ALTINCI BÖLÜM

77 77 0
                                    

Bölümü oylamayı ve yorum yapmayı unutmayın lütfen... 🥀💋

🪶🪶🪶

"Hayata yeniden başlamak için herkes evine dönerdi… "

                                             ༄༄༄

Bir anlığına da olsa, Ulaçla evlendiğim gün, her şeyin değişeceğine, tüm kötü olayların biteceğine ve geleceğime daha emin adımlar atabileceğime inanmıştım. Güzeldi o anlar; mutlu olduğunu bilmek, hayatının düzene gireceğini bilmek… Yaşanmaya değerdi.

Ama yaşanmış ve bitmişti…

Tekrar dönülebilir miydi eskiye ya da tekrar yaşanabilir miydi yaşanan?
Çok istesek de, çok çabalasak da o günler geri gelir miydi bir daha?
Aslında cevabı basit değil mi, her şey imkansız. Ne eski geri getirilebilir hayatımıza bir daha ne de çabalasak da o günlere dönebiliriz. Onlar yaşandı ve bitti.

Güzel günlerdi lakin biten dünlerdi…

Dünü unutmalıydı insan, geleceğine bakmalıydı. Kendisi için değilse bile sevdikleri için bakmalıydı en azından. Ama ya sevdikleri de gitmişse yanından? İşte o zaman ne yapsa kâr etmezdi ne dese de geri gelmezdi.

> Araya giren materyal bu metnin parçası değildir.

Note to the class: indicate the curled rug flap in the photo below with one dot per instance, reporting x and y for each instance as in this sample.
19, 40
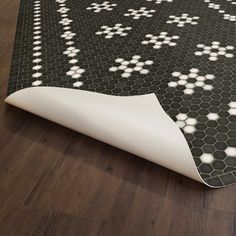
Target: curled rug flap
137, 124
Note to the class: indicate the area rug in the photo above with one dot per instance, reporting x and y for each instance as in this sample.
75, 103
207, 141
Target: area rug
156, 78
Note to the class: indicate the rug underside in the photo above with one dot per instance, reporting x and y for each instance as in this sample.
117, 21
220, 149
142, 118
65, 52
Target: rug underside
183, 51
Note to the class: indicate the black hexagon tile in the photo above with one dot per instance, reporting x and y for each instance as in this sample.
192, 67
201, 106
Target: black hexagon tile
184, 53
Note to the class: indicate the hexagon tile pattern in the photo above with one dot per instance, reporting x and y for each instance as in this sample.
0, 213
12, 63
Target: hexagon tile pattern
183, 51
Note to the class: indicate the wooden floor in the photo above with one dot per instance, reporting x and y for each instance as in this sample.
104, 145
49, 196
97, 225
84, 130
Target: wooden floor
54, 181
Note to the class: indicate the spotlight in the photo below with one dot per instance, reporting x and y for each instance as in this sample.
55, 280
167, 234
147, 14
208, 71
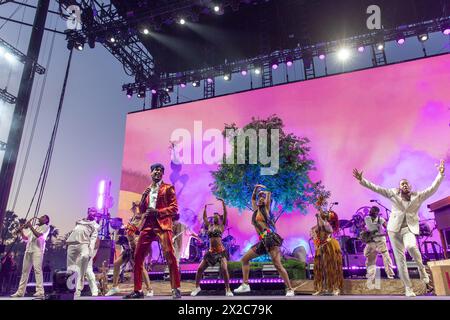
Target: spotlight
344, 54
10, 57
129, 93
141, 92
289, 61
423, 37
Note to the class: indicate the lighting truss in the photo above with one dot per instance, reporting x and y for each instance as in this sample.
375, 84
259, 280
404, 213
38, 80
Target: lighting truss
7, 97
21, 56
297, 53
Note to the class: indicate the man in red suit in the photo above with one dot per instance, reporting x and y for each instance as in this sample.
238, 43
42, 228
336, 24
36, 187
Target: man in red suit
159, 205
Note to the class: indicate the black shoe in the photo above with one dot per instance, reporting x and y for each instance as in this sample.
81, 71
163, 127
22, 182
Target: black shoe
135, 295
176, 294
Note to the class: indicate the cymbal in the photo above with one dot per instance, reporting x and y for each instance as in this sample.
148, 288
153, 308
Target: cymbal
344, 224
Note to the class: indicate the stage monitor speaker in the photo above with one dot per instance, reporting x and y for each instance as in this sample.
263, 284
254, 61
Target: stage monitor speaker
105, 253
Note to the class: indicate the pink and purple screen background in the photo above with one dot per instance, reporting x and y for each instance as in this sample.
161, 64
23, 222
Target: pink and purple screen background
391, 122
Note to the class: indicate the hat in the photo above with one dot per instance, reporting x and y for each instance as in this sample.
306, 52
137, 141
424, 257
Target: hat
156, 165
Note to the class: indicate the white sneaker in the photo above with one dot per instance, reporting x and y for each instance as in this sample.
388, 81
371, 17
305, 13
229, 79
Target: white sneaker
196, 291
244, 287
113, 291
16, 295
409, 292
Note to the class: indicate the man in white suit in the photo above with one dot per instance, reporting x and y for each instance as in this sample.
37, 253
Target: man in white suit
403, 225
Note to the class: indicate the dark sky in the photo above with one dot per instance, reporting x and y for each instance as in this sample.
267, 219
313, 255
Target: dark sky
90, 140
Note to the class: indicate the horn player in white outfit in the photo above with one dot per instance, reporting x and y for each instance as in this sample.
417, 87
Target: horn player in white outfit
403, 225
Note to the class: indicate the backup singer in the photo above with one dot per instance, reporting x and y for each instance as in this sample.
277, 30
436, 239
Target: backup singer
216, 253
159, 203
34, 253
403, 225
328, 272
128, 242
81, 247
269, 243
376, 243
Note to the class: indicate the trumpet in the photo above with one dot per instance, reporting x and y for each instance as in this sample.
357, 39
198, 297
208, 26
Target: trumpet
23, 226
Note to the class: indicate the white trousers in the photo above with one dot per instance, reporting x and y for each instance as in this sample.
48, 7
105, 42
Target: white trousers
32, 259
90, 275
78, 260
405, 239
371, 251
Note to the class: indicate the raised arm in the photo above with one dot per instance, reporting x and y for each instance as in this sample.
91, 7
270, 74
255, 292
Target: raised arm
428, 192
369, 185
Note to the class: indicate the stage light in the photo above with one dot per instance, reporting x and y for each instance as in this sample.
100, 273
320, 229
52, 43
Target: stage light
343, 54
129, 93
423, 37
10, 57
141, 92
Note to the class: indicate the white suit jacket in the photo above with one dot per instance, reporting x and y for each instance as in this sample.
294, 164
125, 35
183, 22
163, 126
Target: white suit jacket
400, 208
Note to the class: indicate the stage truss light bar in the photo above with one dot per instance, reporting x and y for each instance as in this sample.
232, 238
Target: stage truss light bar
7, 97
297, 53
20, 56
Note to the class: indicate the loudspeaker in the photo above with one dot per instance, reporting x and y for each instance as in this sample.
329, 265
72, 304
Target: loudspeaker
105, 253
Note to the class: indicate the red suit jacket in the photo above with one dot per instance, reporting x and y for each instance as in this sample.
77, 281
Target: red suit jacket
166, 205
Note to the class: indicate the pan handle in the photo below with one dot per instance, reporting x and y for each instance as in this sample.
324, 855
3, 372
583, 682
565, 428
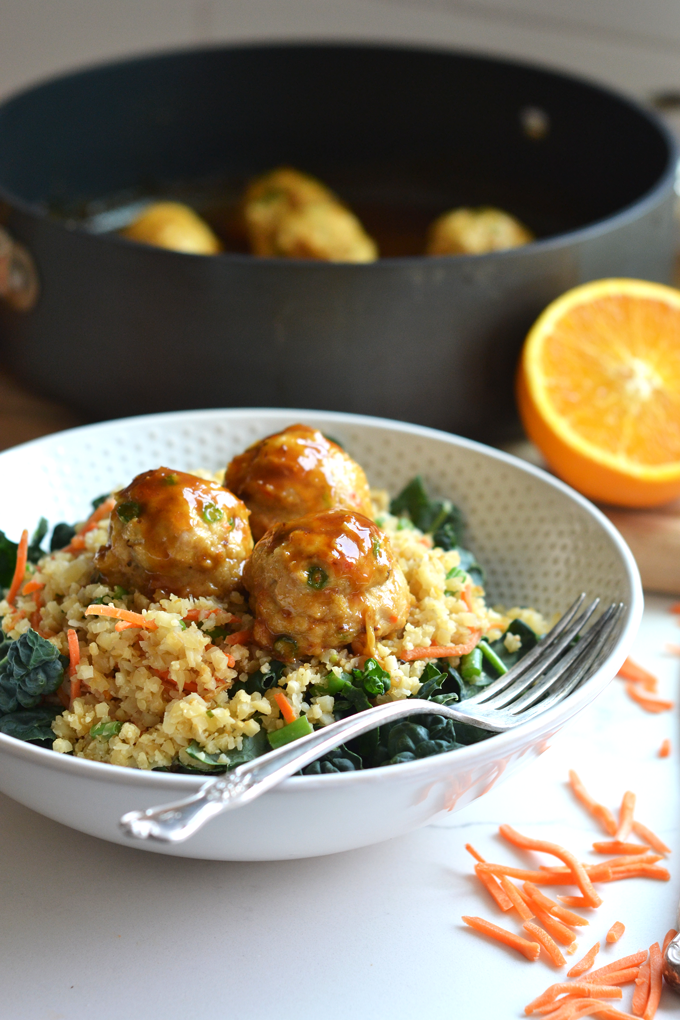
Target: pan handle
18, 276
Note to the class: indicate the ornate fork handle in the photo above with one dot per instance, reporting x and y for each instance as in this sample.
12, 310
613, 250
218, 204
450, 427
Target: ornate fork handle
176, 822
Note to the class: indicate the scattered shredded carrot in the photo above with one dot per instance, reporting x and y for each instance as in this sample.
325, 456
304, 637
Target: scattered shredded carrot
598, 811
19, 569
33, 585
573, 988
634, 960
530, 950
616, 931
626, 815
650, 837
648, 704
519, 903
616, 847
625, 976
580, 877
584, 964
554, 908
441, 651
641, 992
557, 928
548, 944
656, 981
240, 638
492, 885
125, 615
285, 707
574, 901
76, 544
634, 672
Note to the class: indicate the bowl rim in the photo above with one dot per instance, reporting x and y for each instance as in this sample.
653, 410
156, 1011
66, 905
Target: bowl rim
504, 744
627, 213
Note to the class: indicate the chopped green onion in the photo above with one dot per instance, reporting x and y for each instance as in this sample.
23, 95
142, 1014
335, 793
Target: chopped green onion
106, 729
494, 659
471, 665
317, 578
128, 511
211, 513
293, 731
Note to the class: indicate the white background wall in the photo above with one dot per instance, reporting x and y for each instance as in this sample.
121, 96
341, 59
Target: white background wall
631, 44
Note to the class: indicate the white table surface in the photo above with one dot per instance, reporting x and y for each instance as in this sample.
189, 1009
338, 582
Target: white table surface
93, 929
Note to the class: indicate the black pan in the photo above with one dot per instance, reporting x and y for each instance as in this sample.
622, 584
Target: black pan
402, 135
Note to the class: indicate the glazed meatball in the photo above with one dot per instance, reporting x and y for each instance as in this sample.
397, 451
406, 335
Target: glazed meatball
296, 472
292, 215
173, 225
323, 581
174, 532
473, 232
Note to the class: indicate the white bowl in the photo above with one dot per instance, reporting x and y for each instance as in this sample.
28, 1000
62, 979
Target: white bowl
540, 545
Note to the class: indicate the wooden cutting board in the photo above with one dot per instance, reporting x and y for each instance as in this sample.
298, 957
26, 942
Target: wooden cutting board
654, 536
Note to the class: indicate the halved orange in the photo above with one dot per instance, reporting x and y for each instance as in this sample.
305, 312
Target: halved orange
598, 390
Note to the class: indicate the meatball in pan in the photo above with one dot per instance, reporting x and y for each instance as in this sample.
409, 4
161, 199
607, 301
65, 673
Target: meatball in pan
325, 580
294, 473
175, 532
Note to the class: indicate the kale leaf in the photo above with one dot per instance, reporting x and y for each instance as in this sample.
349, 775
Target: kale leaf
31, 668
437, 517
33, 724
252, 747
7, 560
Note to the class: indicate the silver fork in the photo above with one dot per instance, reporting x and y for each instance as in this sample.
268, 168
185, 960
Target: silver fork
538, 681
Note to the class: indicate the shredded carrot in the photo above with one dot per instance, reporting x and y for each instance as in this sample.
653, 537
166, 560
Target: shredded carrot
650, 837
548, 944
626, 815
598, 811
491, 884
19, 569
636, 674
648, 704
240, 638
73, 651
554, 908
33, 585
530, 950
584, 964
615, 847
573, 988
574, 901
477, 856
626, 976
641, 992
519, 903
634, 960
441, 651
125, 615
103, 510
285, 707
580, 877
656, 981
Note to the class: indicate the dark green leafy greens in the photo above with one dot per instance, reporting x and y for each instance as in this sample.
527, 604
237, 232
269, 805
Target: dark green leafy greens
31, 667
32, 724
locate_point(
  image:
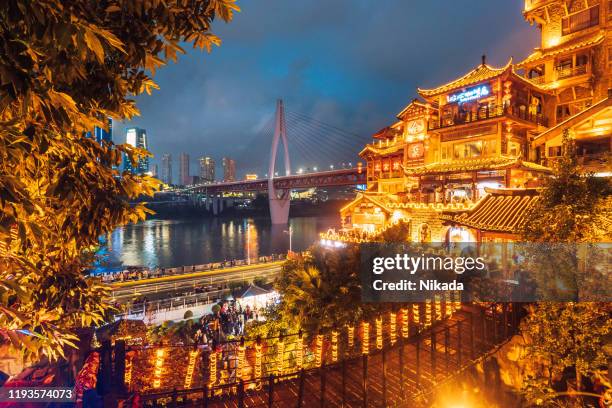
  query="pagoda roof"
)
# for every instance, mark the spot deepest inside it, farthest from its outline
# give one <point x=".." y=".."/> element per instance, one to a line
<point x="575" y="45"/>
<point x="587" y="114"/>
<point x="415" y="104"/>
<point x="382" y="150"/>
<point x="376" y="198"/>
<point x="386" y="133"/>
<point x="489" y="163"/>
<point x="501" y="210"/>
<point x="481" y="73"/>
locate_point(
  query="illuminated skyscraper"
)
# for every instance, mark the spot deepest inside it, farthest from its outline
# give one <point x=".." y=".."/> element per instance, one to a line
<point x="229" y="169"/>
<point x="184" y="178"/>
<point x="166" y="170"/>
<point x="104" y="135"/>
<point x="138" y="138"/>
<point x="207" y="169"/>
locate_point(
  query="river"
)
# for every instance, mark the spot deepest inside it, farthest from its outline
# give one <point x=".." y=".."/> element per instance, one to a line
<point x="168" y="243"/>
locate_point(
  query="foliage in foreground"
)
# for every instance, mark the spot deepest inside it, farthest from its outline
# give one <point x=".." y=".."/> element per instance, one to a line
<point x="321" y="291"/>
<point x="573" y="208"/>
<point x="65" y="68"/>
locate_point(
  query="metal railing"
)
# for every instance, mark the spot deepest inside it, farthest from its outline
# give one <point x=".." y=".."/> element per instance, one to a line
<point x="144" y="273"/>
<point x="407" y="357"/>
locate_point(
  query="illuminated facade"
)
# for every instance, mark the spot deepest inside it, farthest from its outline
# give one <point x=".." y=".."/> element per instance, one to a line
<point x="475" y="147"/>
<point x="574" y="62"/>
<point x="136" y="137"/>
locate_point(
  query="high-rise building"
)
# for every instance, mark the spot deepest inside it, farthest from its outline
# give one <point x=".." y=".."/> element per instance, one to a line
<point x="207" y="169"/>
<point x="138" y="138"/>
<point x="184" y="169"/>
<point x="229" y="169"/>
<point x="166" y="173"/>
<point x="103" y="134"/>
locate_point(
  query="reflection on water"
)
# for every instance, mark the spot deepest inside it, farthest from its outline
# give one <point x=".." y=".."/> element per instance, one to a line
<point x="168" y="243"/>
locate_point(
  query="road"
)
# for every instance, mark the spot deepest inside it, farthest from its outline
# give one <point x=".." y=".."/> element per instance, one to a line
<point x="184" y="284"/>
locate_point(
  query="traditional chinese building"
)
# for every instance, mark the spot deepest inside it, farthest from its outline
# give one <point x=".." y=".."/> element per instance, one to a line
<point x="574" y="62"/>
<point x="462" y="162"/>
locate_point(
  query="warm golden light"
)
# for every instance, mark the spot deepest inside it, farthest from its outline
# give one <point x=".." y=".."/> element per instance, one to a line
<point x="334" y="346"/>
<point x="319" y="350"/>
<point x="365" y="341"/>
<point x="128" y="372"/>
<point x="393" y="327"/>
<point x="158" y="370"/>
<point x="299" y="357"/>
<point x="280" y="359"/>
<point x="190" y="368"/>
<point x="258" y="356"/>
<point x="379" y="338"/>
<point x="350" y="332"/>
<point x="405" y="323"/>
<point x="240" y="369"/>
<point x="212" y="368"/>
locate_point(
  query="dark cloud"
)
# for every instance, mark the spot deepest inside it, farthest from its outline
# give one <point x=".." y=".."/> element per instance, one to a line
<point x="352" y="64"/>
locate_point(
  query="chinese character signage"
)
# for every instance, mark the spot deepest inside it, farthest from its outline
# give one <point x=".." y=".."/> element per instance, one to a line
<point x="469" y="94"/>
<point x="415" y="151"/>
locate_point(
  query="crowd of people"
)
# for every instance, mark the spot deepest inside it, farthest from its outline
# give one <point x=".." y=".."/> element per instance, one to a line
<point x="137" y="273"/>
<point x="226" y="321"/>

Tek bir cümleye sığan kelimeler, tek bir ömre sığamıyordu…

Bundan yıllar önce hayata umutla bakan o saf kız çocuğu çoktan ölmüştü içimde. Evet yaşım çok değildi ama yaşa bakmıyordu yaşananlar. Senin ne yaşayacağına yaşın da karar vermiyordu. Senin alnına yazılan o yazgıydı her şeye karar veren.

Hayatta kaç yanlışınız oldu? Ya da şöyle sorayım eminim ki daha doğru cevap alırım: Hayatta kaç doğrunuz oldu? Yanlışı saymak zordur, zira o kadar çok yanlış yapar ki insan sayısını bilemez ama sayılıdır doğruları. Belki birkaç tane belki bir elin parmakları kadar. Ama sayılıdır işte.

Sınavlarda olduğu gibi hayatta da yanlışlar doğruları götürmez mi peki?
Ah içimdeki ses, bir kere de haklı olmasan ya keşke. Bir kere de ben haklı olsam da sen sussan keşke. Ama yok, susamazsın sen. Haklılığını her durumda koyarsın ortaya, beni de hep haksızlığımla baş başa bırakırsın.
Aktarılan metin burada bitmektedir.